Details Regarding the “Security Questions and/or Access Code” Option
The user has an email address	Security questions were activated
Yes	Yes	The user will have to answer the security questions correctly and an access code will be emailed.
Yes	No	The user will receive an access code by email.
No	Yes	The user will have to answer the security questions correctly to be able to access the application.
No	No	The user will be asked to contact the technical support.

Details regarding the Use this method for the Forgot Username setting

Career Section users who forget their user name can now receive it in an e-mail.

If Career Section users forget their user name, they use the Forgot your user name? link and then enter their e mail address in the corresponding field.

Afterwards, they receive an e-mail containing their user name. They then use this information (and their password) to log into the career section.

In prior releases, the user name was displayed on-screen; there was no option to send it in an e-mail.

A new setting (configured for internal and/or external career sections separately) is available: Use this method for the Forgot Username feature. Administrators can choose between:

Email: The user name is sent by e-mail.
On Screen: The user name is displayed in clear text.

The default value of the setting Use this method for the Forgot Username feature is On Screen.

There is a separate message template called “Find username” associated with this feature. That message template should not be confused with the “Forgot username” message template.

Customers who plan to enable user name recovery through e-mail are advised to add the E-mail field to their Registration page. This measure ensures that the system has an e-mail on record for every candidate and will therefore send the “Find username” message even to users who don’t complete the first page of an application flow.

It is recommended that customers set the value of the Propagate Username in Login Pages setting to No (Configuration > Career Section Settings). This is because candidates can also use the Forgot your password feature to retrieve their user name.
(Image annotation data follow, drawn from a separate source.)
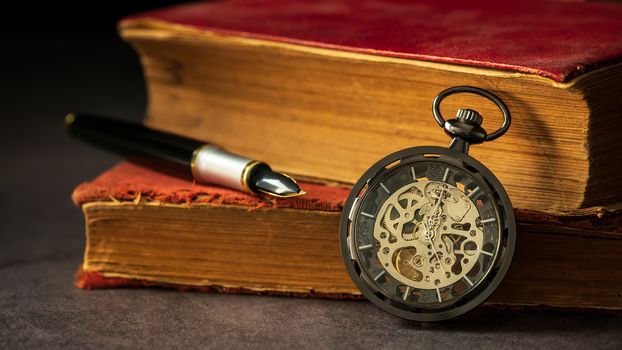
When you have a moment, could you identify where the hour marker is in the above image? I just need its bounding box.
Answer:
[462,276,473,287]
[361,211,376,219]
[467,186,479,198]
[380,182,391,193]
[443,168,449,182]
[374,270,387,281]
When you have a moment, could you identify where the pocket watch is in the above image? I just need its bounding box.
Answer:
[340,86,516,321]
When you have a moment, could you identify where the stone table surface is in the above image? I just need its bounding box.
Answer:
[0,33,622,349]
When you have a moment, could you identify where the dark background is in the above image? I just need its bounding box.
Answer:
[0,1,622,349]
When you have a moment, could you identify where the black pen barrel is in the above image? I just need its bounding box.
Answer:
[65,113,204,166]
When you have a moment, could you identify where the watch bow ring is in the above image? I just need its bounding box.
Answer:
[340,86,516,321]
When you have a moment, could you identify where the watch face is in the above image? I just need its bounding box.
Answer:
[341,147,515,321]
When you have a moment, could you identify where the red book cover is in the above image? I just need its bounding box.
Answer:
[72,162,622,292]
[121,0,622,82]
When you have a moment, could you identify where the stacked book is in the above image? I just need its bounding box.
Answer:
[73,0,622,308]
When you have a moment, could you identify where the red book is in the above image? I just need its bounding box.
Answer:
[73,162,622,308]
[120,0,622,212]
[122,0,622,82]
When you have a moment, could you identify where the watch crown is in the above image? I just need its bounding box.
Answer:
[456,108,484,125]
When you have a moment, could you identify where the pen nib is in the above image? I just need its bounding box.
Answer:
[253,166,306,198]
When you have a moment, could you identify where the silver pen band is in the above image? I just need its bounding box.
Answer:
[191,145,261,192]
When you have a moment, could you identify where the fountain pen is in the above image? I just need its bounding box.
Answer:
[65,113,305,198]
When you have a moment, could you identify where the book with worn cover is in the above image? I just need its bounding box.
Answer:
[119,0,622,213]
[73,162,622,309]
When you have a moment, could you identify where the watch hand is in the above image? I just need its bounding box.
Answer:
[425,225,447,276]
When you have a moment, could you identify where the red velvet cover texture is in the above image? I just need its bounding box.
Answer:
[124,0,622,82]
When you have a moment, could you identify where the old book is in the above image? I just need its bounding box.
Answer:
[119,0,622,211]
[73,162,622,309]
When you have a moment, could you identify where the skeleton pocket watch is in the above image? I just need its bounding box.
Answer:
[340,86,516,321]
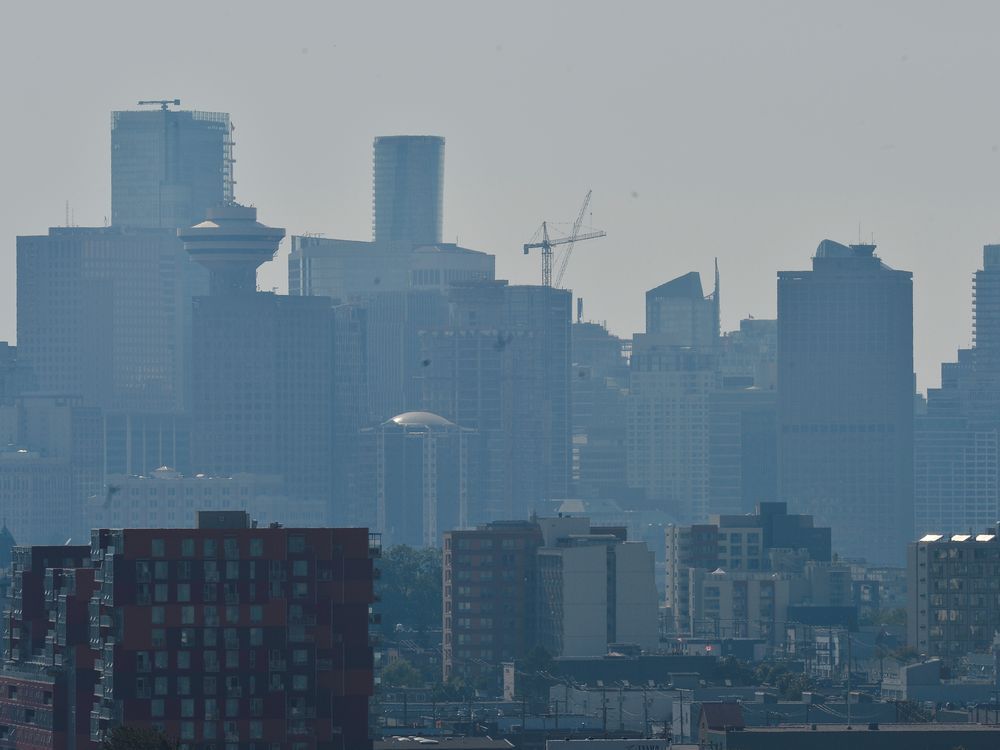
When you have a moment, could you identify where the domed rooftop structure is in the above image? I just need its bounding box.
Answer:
[389,411,455,427]
[177,203,285,294]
If they were to lend their device to someone else, the feature could be used for user name harvesting.

Details regarding the "Mask the security answer values" setting

If the setting value is set to Yes, answers to security questions are masked (concealed) while they are being typed and submitted. This provides candidates and employees with better security by preventing people who might be looking at the computer screen or tablet from seeing the answers to security questions. Visitors must enter the answer (also masked) in a second field to confirm their answer.

First-time Sign-in and Security Question Answers

If candidates or employees sign into a career section for the first time to create their candidate profile and they are required to provide answers for security questions, asterisks are displayed in place of the answers they type. For each security question, visitors must also enter their answer (also masked) in a second field to confirm the answer they provided in the first field.

"Forgot your password?" and Masking Security Answer Questions

If candidates or employees forget their password and are required to provide answers for security questions, visitors must enter their answer to each question in two fields, the second field serving as confirmation of the answer they entered in the first field. You can configure security question answers such that they are masked while being typed and submitted.

If the setting value is set to No, the characters will be displayed as the candidates or employees type them.

The "Mask the security answer values" setting is only displayed for internal and/or external career section configuration if the value of the corresponding "Use this method to change passwords" setting is set to include security questions. For example, if you select Access Code as the method to change passwords for internal career sections, the "Mask the security answer values" setting is not displayed (hence cannot be configured) for internal career sections.